LOL... :rofl: I just feel so silly... the fluid was underneath the diaphragm. Thanks for helping me out:cheers, otherwise i would have gone to dealer to find out why there is "NO Fluid"....


----------



## Rukee (Feb 8, 2007)

No problem, that was an easy one.


----------



## AlaGreyGoat (Jul 6, 2006)

Hi, sheeko,

When you remove the rubber gasket, you need to collapse
the two bellows hanging down. Just push them up to the 
bottom of the cap. They are there to help keep air out of
the system when the fluid level gets low.

Larry


----------



## TR GTO (Mar 17, 2007)

I reacted the same way and ran inside freaking out looking for my bottle of brake fluid. I couldn't find it and so I went back to looking at the car, contemplating running to Autozone. Then for some reason I decided to pull out the rubber gasket and realized it was at the proper level. Weird.


----------



## sheekoGTO (Feb 28, 2008)

AlaGreyGoat said:


> Hi, sheeko,
> 
> When you remove the rubber gasket, you need to collapse
> the two bellows hanging down. Just push them up to the
> ...


I folded both bellows into the cap. Thanks Larry!:seeya:




TR GTO; said:


> I reacted the same way and ran inside freaking out looking for my bottle of brake fluid. I couldn't find it and so I went back to looking at the car, contemplating running to Autozone. Then for some reason I decided to pull out the rubber gasket and realized it was at the proper level. Weird.
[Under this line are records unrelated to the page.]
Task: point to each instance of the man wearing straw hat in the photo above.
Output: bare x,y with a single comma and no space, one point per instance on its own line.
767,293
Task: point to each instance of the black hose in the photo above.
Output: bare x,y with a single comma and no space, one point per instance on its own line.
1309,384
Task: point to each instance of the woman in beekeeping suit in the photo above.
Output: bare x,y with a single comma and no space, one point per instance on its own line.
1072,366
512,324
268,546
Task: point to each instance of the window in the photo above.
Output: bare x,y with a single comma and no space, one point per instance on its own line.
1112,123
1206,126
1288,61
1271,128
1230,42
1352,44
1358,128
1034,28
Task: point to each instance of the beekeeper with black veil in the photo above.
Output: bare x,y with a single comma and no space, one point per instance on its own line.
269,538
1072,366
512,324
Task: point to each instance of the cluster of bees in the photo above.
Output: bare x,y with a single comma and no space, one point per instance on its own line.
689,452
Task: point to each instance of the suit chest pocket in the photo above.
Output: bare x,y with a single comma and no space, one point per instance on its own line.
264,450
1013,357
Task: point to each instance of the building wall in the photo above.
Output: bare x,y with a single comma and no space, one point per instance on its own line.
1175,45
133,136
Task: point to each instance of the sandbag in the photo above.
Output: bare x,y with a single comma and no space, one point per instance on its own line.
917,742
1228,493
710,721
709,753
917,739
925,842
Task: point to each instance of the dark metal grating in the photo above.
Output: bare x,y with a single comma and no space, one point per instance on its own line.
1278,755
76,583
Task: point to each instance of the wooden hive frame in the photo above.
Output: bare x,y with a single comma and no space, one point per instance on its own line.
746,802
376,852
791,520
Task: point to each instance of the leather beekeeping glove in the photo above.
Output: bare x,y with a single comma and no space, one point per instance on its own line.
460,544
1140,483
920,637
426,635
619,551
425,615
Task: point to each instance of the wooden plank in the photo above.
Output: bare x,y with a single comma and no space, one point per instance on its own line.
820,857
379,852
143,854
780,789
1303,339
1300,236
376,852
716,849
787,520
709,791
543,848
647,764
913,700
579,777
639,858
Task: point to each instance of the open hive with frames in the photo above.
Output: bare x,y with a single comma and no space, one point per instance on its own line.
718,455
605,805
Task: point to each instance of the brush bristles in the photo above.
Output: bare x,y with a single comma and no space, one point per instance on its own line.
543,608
I freaked out too, did not want to pull out the rubber gasket. I am glad, I posted on the fourm and got resolution right away.... Fourms are great arty:


----------



## Rukee (Feb 8, 2007)

I`ve even seen people do what you did when you first removed the cap, but then fill the inside of that rubber gasket with brake fliud and put the cap back on. :rofl::lol:


----------



## ross.anderson (Apr 5, 2009)

Dope, I was so scared when I saw it low I went and bought some fluid and poured it into the rubber diaphram. Guess I'll have to clean that up tonight.


----------